The City-run location in Center City continues to serve those who are over the age of 50 and are displaying symptoms consistent with COVID-19 coronavirus, as well as health care workers who are displaying symptoms consistent with COVID-19 coronavirus. The site is available by appointment only and a referral is required. Those who meet the criteria and want a test can call (267) 491-5870 to obtain a referral.

There are also more than 20 private testing sites across the city run by hospital systems and other organizations.


The School District's 49 student meal distribution sites will be closed on Monday, April 13. Meals that would have been distributed Monday, April 13, will be available instead on Tuesday, April 14, from 9 a.m. to noon.

This is a temporary schedule change due to the observance of Good Friday, which altered the meal packing schedule.

The usual Monday and Thursday distribution schedule will resume on Thursday, April 16. Please note: The 40 City-supported food sites will remain open on Monday, April 13.


The City and PIDC announced that the deadline for micro-businesses to submit applications for funding from the Philadelphia COVID-19 Small Business Relief Fund is before midnight on Wednesday, April 15. The Relief Fund, which launched on March 23 with approximately $9.25 million, has received over 6,000 applications for more than $82 million in aid.
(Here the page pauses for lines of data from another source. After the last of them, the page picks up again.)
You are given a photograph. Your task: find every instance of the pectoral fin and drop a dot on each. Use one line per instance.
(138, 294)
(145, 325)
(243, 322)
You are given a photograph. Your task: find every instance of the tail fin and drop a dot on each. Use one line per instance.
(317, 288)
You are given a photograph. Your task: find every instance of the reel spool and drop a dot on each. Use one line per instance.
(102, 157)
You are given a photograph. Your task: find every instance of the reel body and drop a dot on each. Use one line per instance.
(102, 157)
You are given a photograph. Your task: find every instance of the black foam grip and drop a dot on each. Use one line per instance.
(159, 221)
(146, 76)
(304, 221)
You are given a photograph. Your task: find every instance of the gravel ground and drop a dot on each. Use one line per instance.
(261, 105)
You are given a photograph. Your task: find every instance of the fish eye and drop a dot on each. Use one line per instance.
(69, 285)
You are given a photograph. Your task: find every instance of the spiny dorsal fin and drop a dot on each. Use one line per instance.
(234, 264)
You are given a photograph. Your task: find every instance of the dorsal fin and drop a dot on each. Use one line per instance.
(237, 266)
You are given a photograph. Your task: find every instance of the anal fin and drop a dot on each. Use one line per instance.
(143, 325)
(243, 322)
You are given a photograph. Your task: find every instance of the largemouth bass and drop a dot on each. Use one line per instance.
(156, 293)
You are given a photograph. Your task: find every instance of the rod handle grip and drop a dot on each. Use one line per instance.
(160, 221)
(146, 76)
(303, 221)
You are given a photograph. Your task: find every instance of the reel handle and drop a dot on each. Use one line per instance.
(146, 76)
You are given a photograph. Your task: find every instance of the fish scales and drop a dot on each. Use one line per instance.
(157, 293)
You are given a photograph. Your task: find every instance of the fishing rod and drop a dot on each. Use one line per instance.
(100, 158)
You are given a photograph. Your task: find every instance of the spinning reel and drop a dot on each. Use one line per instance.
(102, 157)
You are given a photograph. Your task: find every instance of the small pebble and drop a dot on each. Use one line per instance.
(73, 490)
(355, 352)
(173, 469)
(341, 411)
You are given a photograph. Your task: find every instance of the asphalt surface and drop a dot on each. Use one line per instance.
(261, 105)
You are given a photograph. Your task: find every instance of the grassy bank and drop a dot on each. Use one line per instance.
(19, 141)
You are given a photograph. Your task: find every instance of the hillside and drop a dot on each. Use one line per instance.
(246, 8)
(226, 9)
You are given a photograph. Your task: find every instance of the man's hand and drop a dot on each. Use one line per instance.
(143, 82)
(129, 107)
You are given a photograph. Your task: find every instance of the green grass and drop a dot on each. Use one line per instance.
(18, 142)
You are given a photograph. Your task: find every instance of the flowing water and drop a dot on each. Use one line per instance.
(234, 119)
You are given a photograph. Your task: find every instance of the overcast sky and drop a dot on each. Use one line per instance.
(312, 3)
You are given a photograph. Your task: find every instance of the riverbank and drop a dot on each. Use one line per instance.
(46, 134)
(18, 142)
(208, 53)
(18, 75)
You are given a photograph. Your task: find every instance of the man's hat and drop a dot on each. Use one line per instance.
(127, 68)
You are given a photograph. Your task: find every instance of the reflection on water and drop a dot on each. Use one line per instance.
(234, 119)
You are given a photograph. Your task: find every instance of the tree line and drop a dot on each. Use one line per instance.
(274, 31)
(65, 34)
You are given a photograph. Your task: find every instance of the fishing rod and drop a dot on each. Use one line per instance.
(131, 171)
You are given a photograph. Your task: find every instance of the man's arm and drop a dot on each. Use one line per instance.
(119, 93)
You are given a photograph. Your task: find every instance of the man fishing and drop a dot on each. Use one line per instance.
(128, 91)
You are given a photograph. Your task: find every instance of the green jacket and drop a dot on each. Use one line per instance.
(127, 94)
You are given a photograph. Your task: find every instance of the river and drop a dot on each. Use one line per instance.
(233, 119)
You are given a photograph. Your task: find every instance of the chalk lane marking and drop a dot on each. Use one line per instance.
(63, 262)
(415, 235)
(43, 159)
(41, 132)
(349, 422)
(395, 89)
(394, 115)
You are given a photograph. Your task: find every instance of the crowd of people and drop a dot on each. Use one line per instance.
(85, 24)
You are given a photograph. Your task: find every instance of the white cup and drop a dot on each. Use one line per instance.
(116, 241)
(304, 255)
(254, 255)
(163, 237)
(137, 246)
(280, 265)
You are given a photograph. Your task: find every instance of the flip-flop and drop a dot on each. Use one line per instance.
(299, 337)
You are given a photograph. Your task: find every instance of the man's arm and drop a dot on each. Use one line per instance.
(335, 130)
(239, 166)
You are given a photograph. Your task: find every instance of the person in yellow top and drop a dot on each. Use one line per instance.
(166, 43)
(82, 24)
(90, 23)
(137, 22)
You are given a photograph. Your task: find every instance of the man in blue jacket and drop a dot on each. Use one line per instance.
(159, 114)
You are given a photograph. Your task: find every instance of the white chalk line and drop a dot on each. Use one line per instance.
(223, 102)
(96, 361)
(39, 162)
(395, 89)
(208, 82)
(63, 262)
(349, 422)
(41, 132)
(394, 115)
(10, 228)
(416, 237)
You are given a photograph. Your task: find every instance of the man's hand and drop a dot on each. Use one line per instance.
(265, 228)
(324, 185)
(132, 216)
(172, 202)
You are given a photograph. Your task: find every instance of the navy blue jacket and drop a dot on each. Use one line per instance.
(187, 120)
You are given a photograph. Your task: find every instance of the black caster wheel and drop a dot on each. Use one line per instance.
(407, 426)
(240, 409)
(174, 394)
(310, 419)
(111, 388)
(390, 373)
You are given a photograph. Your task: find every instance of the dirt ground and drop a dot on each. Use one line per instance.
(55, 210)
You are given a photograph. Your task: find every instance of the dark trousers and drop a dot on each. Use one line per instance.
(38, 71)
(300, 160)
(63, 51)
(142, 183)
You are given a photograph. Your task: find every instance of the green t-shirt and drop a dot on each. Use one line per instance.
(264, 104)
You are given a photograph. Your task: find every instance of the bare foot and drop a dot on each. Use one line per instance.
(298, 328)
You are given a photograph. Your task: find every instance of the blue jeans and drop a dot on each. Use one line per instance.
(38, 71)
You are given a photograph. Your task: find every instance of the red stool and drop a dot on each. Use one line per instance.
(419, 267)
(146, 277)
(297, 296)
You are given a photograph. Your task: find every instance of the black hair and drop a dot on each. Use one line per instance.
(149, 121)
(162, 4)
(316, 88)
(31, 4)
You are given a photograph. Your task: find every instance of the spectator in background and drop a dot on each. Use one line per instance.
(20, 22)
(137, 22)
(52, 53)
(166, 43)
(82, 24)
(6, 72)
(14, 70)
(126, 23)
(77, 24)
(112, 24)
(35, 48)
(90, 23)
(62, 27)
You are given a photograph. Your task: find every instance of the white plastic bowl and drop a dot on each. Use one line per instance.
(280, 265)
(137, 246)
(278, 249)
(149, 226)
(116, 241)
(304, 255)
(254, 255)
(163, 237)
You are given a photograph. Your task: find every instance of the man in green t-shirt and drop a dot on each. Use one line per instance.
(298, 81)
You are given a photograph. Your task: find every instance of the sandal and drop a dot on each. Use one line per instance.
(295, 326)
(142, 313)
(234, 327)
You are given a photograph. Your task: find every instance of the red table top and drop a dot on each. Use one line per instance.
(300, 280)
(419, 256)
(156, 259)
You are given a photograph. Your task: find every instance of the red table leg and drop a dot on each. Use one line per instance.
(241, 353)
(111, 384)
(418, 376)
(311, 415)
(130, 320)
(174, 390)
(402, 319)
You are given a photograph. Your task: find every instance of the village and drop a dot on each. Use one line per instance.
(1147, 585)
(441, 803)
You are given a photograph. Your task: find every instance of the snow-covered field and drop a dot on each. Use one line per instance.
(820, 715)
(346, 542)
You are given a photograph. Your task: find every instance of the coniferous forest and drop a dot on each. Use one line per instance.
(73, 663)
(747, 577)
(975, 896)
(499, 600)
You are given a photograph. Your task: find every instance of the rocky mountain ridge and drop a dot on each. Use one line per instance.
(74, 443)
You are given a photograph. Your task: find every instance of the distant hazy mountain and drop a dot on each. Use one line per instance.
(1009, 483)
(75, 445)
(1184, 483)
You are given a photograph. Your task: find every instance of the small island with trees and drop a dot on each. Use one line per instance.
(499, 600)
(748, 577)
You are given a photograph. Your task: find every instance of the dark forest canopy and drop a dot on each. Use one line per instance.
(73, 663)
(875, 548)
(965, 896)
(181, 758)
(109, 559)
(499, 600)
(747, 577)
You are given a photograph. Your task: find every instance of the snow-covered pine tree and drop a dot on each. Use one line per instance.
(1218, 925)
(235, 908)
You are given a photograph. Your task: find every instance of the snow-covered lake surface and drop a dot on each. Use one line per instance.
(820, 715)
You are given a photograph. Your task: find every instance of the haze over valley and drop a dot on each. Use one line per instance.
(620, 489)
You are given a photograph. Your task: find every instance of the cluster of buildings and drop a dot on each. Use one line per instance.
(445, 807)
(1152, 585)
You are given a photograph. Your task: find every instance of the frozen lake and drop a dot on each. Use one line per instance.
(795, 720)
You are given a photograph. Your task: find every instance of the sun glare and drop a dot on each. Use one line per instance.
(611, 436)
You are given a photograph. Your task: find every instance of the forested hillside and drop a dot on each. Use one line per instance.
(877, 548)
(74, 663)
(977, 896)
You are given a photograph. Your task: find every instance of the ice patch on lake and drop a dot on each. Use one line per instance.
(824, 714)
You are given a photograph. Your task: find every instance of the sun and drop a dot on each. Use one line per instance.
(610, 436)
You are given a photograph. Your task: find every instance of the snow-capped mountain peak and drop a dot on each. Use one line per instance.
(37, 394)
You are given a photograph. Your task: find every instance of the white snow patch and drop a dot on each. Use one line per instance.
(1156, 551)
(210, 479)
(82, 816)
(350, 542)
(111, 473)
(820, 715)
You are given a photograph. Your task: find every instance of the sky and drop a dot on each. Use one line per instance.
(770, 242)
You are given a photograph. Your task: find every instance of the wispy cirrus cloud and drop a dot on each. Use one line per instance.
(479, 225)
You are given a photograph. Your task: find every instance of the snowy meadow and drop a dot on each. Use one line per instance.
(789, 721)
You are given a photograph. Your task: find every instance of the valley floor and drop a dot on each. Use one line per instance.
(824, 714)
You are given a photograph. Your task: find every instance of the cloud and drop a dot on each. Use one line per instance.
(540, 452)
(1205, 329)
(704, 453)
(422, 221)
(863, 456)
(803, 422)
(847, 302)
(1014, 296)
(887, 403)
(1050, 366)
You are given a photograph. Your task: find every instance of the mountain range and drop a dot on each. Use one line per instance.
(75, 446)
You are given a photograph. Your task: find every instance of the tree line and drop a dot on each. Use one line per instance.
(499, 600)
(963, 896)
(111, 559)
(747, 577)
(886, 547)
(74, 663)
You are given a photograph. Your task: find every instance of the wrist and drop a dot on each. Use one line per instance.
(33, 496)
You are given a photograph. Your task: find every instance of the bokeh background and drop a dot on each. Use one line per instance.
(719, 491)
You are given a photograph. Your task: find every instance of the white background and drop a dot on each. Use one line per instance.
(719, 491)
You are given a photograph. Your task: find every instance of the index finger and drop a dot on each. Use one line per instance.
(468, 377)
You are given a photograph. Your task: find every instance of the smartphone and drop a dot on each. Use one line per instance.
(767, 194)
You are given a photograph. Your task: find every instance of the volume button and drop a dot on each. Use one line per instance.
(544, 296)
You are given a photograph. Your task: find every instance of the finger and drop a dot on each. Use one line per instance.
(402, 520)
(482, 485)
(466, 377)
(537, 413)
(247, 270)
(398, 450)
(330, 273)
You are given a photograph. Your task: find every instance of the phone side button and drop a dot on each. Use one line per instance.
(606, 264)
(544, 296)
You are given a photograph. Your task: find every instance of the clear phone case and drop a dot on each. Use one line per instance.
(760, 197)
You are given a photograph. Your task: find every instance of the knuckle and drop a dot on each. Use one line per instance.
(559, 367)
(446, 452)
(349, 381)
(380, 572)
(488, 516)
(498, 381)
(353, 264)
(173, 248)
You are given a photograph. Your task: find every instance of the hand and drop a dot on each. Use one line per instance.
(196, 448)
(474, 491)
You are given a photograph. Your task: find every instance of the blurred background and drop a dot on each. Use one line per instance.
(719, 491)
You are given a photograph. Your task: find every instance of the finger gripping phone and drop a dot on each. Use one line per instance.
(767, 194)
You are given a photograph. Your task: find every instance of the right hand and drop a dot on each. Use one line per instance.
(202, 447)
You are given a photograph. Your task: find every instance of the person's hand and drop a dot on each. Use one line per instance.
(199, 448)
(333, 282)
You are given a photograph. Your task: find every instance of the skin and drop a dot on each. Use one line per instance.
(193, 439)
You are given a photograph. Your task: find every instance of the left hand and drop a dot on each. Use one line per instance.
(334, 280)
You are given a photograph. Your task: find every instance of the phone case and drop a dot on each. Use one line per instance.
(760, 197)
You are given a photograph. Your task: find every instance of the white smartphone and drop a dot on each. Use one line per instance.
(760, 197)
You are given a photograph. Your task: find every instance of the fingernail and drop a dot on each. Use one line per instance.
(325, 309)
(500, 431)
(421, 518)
An additional $2.9 million has been secured for the Relief Fund, bringing the total to more than $12.1 million to disburse to local businesses impacted by COVID-19. Information regarding other local and national resources for businesses can be found here.

On Wednesday, Mayor Jim Kenney announced changes to city services due to the observance of Good Friday.

"There will be no trash pickup on Friday," he said.

Instead, residents who typically have their trashed picked up on Friday should put out their trash after 5 p.m. for collection on Saturday.

Kenney also said the 49 school sites that are providing meals for children will be closed on Monday. This is a one-time change, he said.

The 49 sites will be open on Tuesday, April 14 from 9 a.m. to 12 p.m.

In addition, all health centers will be closed on Friday, this does not include the COVID-19 testing site in South Philadelphia, Kenney said.


Because of staffing concerns, the Streets Department revised its collection schedule.

Recycling materials will be collected on an every-other-week schedule starting next week.

Residents should hold their recycling materials for the week of Monday, April 6 through Saturday, April 11.

Recycling collections will resume on Monday, April 13 with every-other-week collections through at least May 15.

Regular trash collections will continue on or as close to their normal schedule as possible.

Residents should expect some delays as the health crisis continues to have an impact on employee attendance.